Kerusakan Lingkungan Raja Ampat, Mencerminkan Sistem Kapitalisme yang Rakus
Oleh : Pena senja
Aktifis Dakwah
Aktifitas penambangan nikel dikabupaten Raja Ampat, Papua Barat Daya, memicu kritik dari masyarakat sipil, selain mencemari lingkungan, penambangan tersebut juga berpotensi melanggar ketentuan pidana, tak terkecuali tindak pidana korupsi. Peneliti Pusat Studi Anti Korupsi (Saksi) Universitas Mulawarman, Kalimantan Timur, Herdiansyah Hamzah mengatakan, kepulauan raja ampat masuk dalam kualifikasi pulau-pulau kecil yang dilindungi lewat Undang-undang Nomor 27 Tahun 2007 tentang pengelolaan wilayah pesisir dan pulau-pulau kecil pada pasal 35 huruf K mengamanatkan pelarangan penambangan mineral dipulau-pulau kecil yang menimbulkan kerusakan ekologi, mencemari lingkungan, atau merugikan masyarakat sekitar. Sedangkan pasal 73 ayat (1) huruf F mengatur soal sanksi pidananya. Ancaman pidana penjara mencapai 10 tahun. Media Indonesia, sabtu 7 juni 2025
Herdiansyah juga mempertanyakan izin penambangan nikel di Raja Ampat dikeluarkan pemerintah terhadap PT GAG Nikel. Mengapa bisa izin operasional tersebut keluar tentu saja dapat dipastikan adanya persekongkolan tawar menawar antar otoritas pemberi izin dan penerima izin , bukan tidak mungkin hal ini mengarah pada tindak pidana korupsi. Kementerian lingkungan hidup menemukan banyaknya pelanggaran serius di Raja Ampat terkait aktifitas penambangan ini. Wilayah yang terkenal dengan keindahan pariwisatanya itu terdapat empat perusahaan tambang nikel yang menjadi objek pengawasan KLH (kementerian lingkungan Hidup). Keempat perusahaan tersebut adalah PT GAG Nikel, PT Kawai Sejahtera Mining, PT Anugerah Surya Pratama dan PT Mulia Raymond Perkasa.
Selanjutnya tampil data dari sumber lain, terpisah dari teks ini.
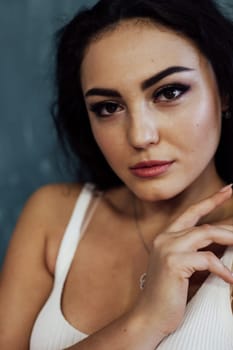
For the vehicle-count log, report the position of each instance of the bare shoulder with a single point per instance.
(26, 275)
(51, 200)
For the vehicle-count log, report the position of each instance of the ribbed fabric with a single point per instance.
(208, 320)
(51, 331)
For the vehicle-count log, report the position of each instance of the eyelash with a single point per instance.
(98, 107)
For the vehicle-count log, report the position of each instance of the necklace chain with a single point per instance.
(142, 279)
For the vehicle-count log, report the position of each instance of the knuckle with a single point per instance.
(210, 257)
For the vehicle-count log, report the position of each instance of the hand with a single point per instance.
(175, 256)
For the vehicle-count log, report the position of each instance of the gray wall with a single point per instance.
(28, 151)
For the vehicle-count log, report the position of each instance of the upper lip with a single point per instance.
(150, 163)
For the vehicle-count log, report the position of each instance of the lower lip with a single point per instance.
(148, 172)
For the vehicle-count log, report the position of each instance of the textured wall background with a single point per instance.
(28, 151)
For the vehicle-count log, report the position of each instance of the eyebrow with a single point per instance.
(144, 85)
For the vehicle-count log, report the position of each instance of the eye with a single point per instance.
(106, 109)
(170, 93)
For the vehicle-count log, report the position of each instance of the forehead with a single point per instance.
(134, 50)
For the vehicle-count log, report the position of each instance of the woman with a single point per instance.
(142, 259)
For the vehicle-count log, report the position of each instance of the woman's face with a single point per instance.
(154, 108)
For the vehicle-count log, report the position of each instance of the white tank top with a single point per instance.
(208, 320)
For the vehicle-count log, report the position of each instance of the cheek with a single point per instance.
(203, 133)
(108, 140)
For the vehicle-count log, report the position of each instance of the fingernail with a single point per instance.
(226, 188)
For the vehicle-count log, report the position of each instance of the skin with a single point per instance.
(180, 212)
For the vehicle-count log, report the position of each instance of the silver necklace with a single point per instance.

Kerusakan lingkungan di Raja Ampat bukan hanya soal teknis, baik berupa izin operasional maupun lokasi yang terdampak oleh aktifitas penambangan ini, akan tetapi ini adalah cerminan dari sistem kapitalisik yang rakus, yang dengan sengaja menyerahkan sumber daya alam ketangan korporasi demi keuntungan segelintir elite. Selain itu eksploitasi sumber daya alam (SDA) yang merusak ini merupakan bukti nyata kegagalan sistem kapitalisme dalam mengelola kekayaan alam demi kemaslahatan rakyat. Tambang nikel sejatinya adalah milik umat, bukan komoditas yang bisa diperdagangkan secara bebas oleh swasta maupun asing. Dominasi origarki dalam politik Indonesia saat ini yang menjadi perhalang utama dalam mewujudkan keadilan ekonomi dan kelestarian lingkungan. Sistem demokerasi sekuler yang ada saat ini justru membuka jalan lebar bagi kepentingan oligarki untuk merampas hak-hak rakyat, Negara tidak lagi menjadi pelindung tetapi berubah menjadi pelayan korporasi.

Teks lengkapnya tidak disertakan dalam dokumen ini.